Whenever I write an article about cyclists running stop signs and red lights it brings many comments for and against.
According to some, it seems you can be on either side and still see yourself as a good safe cyclist, it is not black and white for everyone, it is a matter of opinion.
Those who ride through red lights, say they do so for their own safety, and though the letter of the law says a bicycle is a vehicle and as such should stop and wait like every other vehicle. The red light runners say it is a stupid law.
There are many stupid laws, and not just traffic laws, but as a society can we pick and choose which ones to follow? Or just break certain ones we can get away with because they are not adequately enforced.
Take the speed limit for example, a good law most will agree. Without it there would be even more carnage on our roads. Most people drive at five miles per hour over the speed limit, they feel there is a good possibility they can get away with that.
Some years ago I realized it was ludicrous to drive at 5 mph over the speed limit, just because everyone else does. So now I drive at the speed limit everywhere. I save on gas, I save on wear and tear on my vehicle, and I am never going to get a speeding ticket.
Traffic often backs up behind me, and people get annoyed and will come flying past me at the first chance they get, and I wonder why they are putting themselves through all that stress. I get to my destination just the same as they do.
I am following the letter of the law, if others want to go faster than the limit, why should I be forced to do the same and allow myself to be intimidated by some monster truck that is tailgating me.
The same thing when I ride my bike, I will stop for a red light. If I am first in line I will stop in the middle of the lane leaving enough room for any car who might want to turn on red.
When the light changes I stay in the center of the lane until I clear the intersection, then I move as far to the right as is practical. Like driving my car at the speed limit, I am following the letter of the law.
If I am not first in line at a light I will wait in the line of traffic, and stay out in the lane momentarily, long enough to make sure everyone knows I am there and I am not going to get “Right hooked,” then I will move over to the right and let the traffic flow by.
Anyone can change their driving habits or their bike riding habits. All it takes is the will to do it, but if a person can see no fault in the way they drive or ride a bike it is not going to happen.
As for the clueless, they are the ones who it seems, don’t know any better, and are ignorant of any laws or rules that apply. They are the people on bikes who ride on the sidewalk in the wrong direction and suddenly appear in front of a car making a right or left turn.

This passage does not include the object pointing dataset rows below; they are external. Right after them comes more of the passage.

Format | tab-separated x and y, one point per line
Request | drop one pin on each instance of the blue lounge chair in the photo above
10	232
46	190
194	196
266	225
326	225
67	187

They are the ones who ride on the wrong side of the road at night without lights.
These people behave like pedestrians on bikes. Pedestrians cross against red lights all the time, therefore some feel it is okay to do it on a bike. If I choose to ride a bike, I am no longer a pedestrian, I am a vehicle and I behave as one. No one can say I am a bad cyclist if I follow the rules, any more than they can say I am a bad driver because I drive my car at the speed limit.
My feelings are, if in doubt it is always a good idea to follow the law. It at least makes sure everyone knows what the other person is doing. Throw people into the mix who make up their own rules as they go along, and you have a somewhat chaotic situation.
I left the UK in 1979 to move to the US. At that time I had never seen a cyclist ride through a red light, I had never seen one ride on the sidewalk, (Pavement in the UK.) or ride towards traffic. I am not just talking about cycling enthusiasts, but any person on a bike, period. Up until that time the Highway Code was taught in schools, so we all knew the rules from an early age. Plus the local Bobby rode a bike so he would enforce the laws.
It was somewhat of a culture shock for me when I moved to the US and saw the “Ride anywhere, do as you please” attitude practiced by anyone on a bike. Judging by the above video, this same attitude now prevails in Britain. Caused no doubt by new generations that were never taught the Highway Code, and probably never rode bikes on the road as children.